Shares of Group 1 rose as high as $72.70, or up 11.8 percent, and were still up 3 percent at $66.99 a share in morning trading on the New York Stock Exchange.
Stephens analyst Rick Nelson in a research report cited the group’s cost controls as a “standout” and said used car sales were stronger than expected.
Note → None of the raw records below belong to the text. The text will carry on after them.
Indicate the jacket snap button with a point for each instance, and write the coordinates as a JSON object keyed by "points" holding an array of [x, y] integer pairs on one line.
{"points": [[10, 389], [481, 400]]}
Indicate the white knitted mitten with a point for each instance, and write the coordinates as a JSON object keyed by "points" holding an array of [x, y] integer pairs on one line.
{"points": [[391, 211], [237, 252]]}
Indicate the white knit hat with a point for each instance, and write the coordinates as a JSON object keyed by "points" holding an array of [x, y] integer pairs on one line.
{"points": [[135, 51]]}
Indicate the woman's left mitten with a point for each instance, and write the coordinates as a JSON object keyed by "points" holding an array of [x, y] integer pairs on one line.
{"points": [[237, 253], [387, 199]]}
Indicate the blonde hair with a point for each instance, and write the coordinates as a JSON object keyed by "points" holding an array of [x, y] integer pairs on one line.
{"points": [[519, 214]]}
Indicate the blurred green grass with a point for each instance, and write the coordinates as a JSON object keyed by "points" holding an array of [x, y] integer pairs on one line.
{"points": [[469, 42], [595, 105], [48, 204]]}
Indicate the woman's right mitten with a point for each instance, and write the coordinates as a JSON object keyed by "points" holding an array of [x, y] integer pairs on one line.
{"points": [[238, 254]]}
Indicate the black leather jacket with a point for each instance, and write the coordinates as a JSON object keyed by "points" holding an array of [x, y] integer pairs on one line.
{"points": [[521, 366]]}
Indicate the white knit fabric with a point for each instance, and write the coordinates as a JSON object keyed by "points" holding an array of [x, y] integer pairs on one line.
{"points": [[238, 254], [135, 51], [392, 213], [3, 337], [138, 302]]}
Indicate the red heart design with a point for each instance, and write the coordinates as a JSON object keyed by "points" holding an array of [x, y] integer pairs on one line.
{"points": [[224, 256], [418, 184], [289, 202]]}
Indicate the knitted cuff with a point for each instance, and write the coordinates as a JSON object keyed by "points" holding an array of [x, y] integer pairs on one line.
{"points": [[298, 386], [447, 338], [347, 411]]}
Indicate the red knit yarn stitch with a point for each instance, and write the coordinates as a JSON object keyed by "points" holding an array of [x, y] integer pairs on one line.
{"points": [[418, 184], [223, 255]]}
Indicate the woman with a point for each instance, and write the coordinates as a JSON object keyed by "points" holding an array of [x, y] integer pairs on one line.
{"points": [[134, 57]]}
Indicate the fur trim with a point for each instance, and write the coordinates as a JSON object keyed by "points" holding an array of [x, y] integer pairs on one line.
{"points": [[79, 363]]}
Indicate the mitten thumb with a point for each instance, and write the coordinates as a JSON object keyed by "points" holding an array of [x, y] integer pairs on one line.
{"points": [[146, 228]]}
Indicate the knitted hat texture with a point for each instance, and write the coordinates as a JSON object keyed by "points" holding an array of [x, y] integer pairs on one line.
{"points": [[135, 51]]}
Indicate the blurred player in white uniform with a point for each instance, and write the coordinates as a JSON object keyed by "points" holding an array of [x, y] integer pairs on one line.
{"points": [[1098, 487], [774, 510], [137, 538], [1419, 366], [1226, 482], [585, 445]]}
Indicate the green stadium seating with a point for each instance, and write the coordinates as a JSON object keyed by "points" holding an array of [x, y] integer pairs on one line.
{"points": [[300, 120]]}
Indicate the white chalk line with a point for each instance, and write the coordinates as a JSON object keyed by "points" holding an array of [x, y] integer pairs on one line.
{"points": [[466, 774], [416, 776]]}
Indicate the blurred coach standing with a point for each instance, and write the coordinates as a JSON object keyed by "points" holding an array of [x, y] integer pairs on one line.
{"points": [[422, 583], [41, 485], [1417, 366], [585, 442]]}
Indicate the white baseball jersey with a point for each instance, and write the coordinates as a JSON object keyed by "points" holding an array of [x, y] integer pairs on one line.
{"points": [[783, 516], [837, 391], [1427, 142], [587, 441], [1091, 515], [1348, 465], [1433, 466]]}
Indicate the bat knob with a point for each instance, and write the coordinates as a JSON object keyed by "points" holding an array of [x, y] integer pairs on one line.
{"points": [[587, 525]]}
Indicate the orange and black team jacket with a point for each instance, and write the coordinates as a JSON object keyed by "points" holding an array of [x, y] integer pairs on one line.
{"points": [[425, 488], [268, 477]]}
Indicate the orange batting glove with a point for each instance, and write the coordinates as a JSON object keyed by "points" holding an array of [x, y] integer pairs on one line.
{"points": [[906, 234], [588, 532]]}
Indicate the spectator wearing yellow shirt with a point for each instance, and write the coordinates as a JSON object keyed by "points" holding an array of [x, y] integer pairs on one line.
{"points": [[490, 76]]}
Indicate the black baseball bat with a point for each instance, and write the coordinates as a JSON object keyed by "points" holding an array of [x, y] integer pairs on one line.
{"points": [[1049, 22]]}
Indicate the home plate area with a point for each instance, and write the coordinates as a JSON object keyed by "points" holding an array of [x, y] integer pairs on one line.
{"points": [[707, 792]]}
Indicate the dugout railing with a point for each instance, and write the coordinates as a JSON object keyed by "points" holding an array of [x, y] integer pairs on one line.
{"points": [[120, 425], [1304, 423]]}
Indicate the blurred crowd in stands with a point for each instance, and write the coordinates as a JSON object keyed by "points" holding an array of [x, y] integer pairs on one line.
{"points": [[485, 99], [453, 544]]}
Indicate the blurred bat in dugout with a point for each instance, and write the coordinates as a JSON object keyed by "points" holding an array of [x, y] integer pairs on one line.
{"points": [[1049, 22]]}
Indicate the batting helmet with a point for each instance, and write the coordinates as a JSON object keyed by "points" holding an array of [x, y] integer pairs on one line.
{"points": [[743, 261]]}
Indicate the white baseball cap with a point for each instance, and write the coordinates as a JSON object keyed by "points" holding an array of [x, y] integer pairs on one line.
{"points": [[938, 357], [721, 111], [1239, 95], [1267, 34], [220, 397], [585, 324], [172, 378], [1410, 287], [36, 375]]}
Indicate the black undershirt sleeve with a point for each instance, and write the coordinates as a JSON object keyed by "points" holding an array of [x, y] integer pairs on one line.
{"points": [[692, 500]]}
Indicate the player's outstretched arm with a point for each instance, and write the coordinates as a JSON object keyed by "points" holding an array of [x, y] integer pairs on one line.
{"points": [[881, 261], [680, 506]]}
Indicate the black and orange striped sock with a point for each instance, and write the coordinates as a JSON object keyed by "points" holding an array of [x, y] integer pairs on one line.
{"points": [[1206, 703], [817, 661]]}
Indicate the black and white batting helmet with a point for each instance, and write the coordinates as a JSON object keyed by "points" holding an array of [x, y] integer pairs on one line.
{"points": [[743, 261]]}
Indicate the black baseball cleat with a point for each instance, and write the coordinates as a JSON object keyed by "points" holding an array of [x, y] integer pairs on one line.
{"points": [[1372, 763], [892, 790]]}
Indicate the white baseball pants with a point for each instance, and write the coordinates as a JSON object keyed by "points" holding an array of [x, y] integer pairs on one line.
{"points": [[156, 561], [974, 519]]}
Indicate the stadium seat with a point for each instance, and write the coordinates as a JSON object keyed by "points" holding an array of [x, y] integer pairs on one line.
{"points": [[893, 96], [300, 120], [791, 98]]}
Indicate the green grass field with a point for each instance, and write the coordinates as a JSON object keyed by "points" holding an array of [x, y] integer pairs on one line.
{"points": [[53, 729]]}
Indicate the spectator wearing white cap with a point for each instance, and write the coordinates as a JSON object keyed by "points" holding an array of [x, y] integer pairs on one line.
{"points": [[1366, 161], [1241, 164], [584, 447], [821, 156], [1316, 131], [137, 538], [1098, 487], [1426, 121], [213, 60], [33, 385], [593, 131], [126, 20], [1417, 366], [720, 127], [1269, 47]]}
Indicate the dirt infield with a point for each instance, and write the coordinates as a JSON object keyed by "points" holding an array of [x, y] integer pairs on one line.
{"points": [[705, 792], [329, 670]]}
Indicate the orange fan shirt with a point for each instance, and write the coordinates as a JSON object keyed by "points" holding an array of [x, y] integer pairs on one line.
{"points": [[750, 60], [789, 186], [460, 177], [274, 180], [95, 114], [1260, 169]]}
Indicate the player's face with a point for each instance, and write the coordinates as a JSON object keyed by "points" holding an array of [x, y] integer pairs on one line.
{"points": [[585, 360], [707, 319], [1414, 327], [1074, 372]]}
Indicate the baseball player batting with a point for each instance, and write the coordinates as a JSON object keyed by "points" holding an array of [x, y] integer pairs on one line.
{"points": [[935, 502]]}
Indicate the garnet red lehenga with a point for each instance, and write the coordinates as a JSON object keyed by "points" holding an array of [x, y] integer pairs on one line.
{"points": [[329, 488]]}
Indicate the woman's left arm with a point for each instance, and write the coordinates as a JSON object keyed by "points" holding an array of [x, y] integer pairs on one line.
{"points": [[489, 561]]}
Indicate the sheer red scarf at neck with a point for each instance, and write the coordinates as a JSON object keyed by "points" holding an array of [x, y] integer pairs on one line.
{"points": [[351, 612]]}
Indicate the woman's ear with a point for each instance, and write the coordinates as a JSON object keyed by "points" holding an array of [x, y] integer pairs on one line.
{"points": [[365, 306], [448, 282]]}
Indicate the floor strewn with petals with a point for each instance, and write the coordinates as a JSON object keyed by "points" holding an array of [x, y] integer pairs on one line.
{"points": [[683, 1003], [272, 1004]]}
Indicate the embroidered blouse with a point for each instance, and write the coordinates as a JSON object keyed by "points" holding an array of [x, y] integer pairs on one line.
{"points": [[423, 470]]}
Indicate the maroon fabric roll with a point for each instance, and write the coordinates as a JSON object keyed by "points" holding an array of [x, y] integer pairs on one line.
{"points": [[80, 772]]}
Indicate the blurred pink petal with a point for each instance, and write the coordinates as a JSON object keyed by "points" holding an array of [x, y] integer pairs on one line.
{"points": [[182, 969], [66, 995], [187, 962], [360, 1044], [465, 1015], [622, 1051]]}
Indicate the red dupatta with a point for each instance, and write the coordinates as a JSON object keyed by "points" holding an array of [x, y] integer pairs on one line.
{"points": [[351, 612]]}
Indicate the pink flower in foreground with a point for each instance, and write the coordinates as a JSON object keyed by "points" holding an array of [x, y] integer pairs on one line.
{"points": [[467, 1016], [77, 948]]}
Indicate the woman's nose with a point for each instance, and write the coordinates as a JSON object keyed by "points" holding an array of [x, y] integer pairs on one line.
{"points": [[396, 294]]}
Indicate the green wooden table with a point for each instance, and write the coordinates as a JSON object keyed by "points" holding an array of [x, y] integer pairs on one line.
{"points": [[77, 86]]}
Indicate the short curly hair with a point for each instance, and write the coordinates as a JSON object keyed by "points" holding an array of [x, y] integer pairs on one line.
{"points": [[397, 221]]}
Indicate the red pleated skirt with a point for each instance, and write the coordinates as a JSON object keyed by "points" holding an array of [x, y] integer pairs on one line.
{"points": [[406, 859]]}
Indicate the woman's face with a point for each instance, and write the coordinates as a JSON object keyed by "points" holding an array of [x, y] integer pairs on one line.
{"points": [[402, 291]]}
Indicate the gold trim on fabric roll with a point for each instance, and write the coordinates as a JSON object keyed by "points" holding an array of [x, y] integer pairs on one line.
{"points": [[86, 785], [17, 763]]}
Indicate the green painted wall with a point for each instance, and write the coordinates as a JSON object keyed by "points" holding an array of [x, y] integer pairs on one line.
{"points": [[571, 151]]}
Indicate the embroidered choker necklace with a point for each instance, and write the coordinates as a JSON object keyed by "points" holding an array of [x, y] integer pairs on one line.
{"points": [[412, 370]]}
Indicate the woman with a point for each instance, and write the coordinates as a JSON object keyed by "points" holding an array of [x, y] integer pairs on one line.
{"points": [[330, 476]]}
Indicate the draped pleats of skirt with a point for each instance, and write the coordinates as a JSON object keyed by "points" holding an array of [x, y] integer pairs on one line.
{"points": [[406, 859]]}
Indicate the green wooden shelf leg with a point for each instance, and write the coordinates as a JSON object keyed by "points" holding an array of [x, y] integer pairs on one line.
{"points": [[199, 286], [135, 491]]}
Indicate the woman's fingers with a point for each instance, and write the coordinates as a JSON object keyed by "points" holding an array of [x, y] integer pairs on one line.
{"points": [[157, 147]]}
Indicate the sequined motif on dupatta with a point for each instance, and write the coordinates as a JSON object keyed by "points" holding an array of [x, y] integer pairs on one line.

Company officials said on a conference call they expect used-car sales volume growth in the second half of the year.
Group 1 reported net income of $56.46 million, or $2.72 a share, up from $39.13 million, or $1.84 a share, a year earlier.
The adjusted earnings were $2.45 a share, easily topping the $2.14 analysts polled by Thomson Reuters I/B/E/S had expected.
Revenue rose 10 percent from last year to $2.94 billion, just above the $2.92 billion analysts had expected.
The company, with dealerships in the United States, Britain and Brazil, reported a 8.2 percent increase in gross profit in the quarter as revenue from new-vehicle sales rose 7.4 percent and retail used-vehicle revenue jumped almost 20 percent. Same-store used retail unit sales rose 11 percent.
Group 1’s U.S. operations accounted for almost 74 percent of total revenue and 80 percent of gross profit, while British operations accounted for about 23 percent and 17 percent, respectively.